“Ang explanation kasi ng epidemic curve ‘yun ‘yong acute viral transmission na mataas na magdidikta kasi hindi nakahanda ‘yong ating healthcare system. So habang ikaw ay nakalockdown ‘yon ang pagkakataon mo na i-build up ‘yong healthcare system mo, ‘yong testing, ‘yong mga ospital, ‘yong mga doktor mai-ready mo,” Leachon said.
(The explanation of the epidemic curve is there is a high acute viral transmission since our healthcare system is not ready. While you are on lockdown, that’s the time you should build up your healthcare system; the testing, hospitals, you should prepare your doctors.)
“Hindi pa natin pwedeng sabihin na stabilized kasi ‘yong reports na nakikita natin sa ahensiya, health agency, hindi pa siya real time at this point in time,” he added.
(We can’t say yet that it stabilized because the reports we see that the health agency is reporting is not yet real-time at this point.)
According to the Centers for Disease Control and Prevention, “an epidemic curve (epi curve) shows the progression of illnesses in an outbreak over time. Epi curves depict when people became ill by day, week, or month.”
Epidemic curve explained
According to Leachon, “importation cases” would cause a second wave of infection, as described by the World Health Organization. The doctor gave Singapore as an example which has over 25,000 COVID-19 cases mainly because of outbreaks in cramped migrant-worker dormitories.

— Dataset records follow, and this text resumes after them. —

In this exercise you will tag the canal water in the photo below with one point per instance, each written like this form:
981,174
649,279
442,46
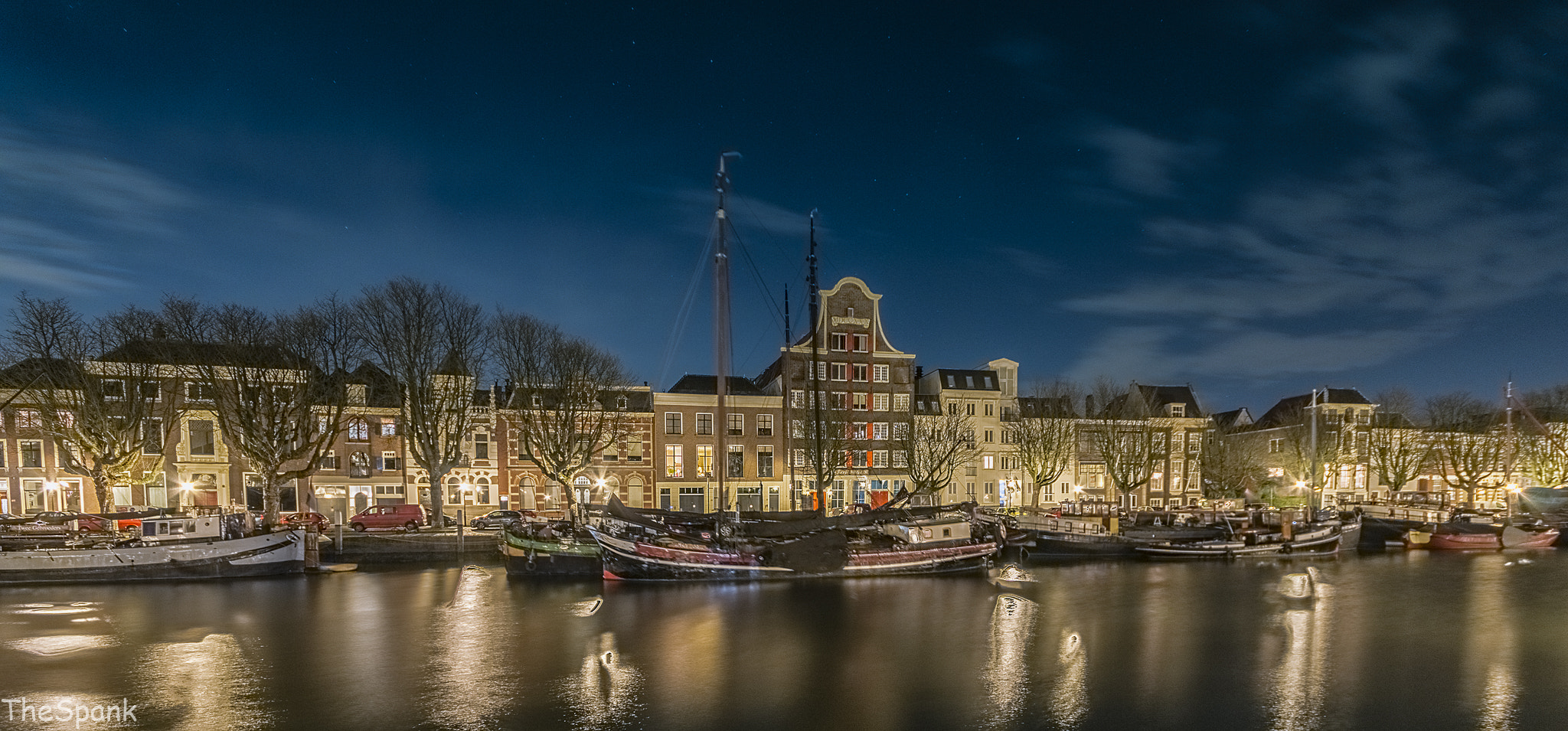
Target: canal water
1391,642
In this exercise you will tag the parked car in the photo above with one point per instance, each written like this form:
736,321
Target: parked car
498,518
306,518
85,521
389,517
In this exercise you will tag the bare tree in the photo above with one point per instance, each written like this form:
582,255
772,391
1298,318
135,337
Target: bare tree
568,402
98,413
1122,432
1231,466
933,448
1047,433
273,382
432,341
1465,441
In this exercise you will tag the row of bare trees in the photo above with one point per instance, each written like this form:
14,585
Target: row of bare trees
276,382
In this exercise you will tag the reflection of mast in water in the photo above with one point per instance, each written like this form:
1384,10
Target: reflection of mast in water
1070,695
1007,674
1300,683
1493,651
604,692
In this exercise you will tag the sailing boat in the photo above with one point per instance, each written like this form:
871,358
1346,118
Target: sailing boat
884,542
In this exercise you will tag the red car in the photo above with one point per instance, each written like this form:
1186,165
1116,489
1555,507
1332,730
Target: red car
306,518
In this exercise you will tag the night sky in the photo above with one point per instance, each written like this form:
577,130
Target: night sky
1253,198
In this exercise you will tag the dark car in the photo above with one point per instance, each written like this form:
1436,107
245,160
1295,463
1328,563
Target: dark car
498,518
302,520
85,521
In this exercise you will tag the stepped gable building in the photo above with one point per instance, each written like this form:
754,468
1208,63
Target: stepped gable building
1285,439
748,448
848,366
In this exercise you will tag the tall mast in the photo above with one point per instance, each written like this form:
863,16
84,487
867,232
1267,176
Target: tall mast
1312,485
722,331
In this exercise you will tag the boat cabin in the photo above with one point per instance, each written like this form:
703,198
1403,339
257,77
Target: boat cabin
932,530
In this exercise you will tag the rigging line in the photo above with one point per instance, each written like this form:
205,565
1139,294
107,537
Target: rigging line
684,314
752,264
756,276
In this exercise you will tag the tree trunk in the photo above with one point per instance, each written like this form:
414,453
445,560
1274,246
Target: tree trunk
438,517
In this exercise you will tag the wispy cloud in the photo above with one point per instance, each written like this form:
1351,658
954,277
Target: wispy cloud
1140,162
1387,253
64,212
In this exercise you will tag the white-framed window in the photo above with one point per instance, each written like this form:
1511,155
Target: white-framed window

“Ang isang example in modern times ay ang Singapore. After na successful siya na napababa niya, nung nag-open ang borders niya sa mga migrant workers, siya na ang nasa pinakamataas ngayon nasa 25,000 cases,” he added.
(One example in modern time is Singapore. After they successfully lowered their cases, it is now among the highest number of coronavirus infections (25,000) after they opened their borders to migrant workers.)
Leachon also refuted DOH Secretary Francisco Duque III’s claim that the Philippines now is experiencing the second wave of the outbreak. He said the country has not even flattened the curve yet.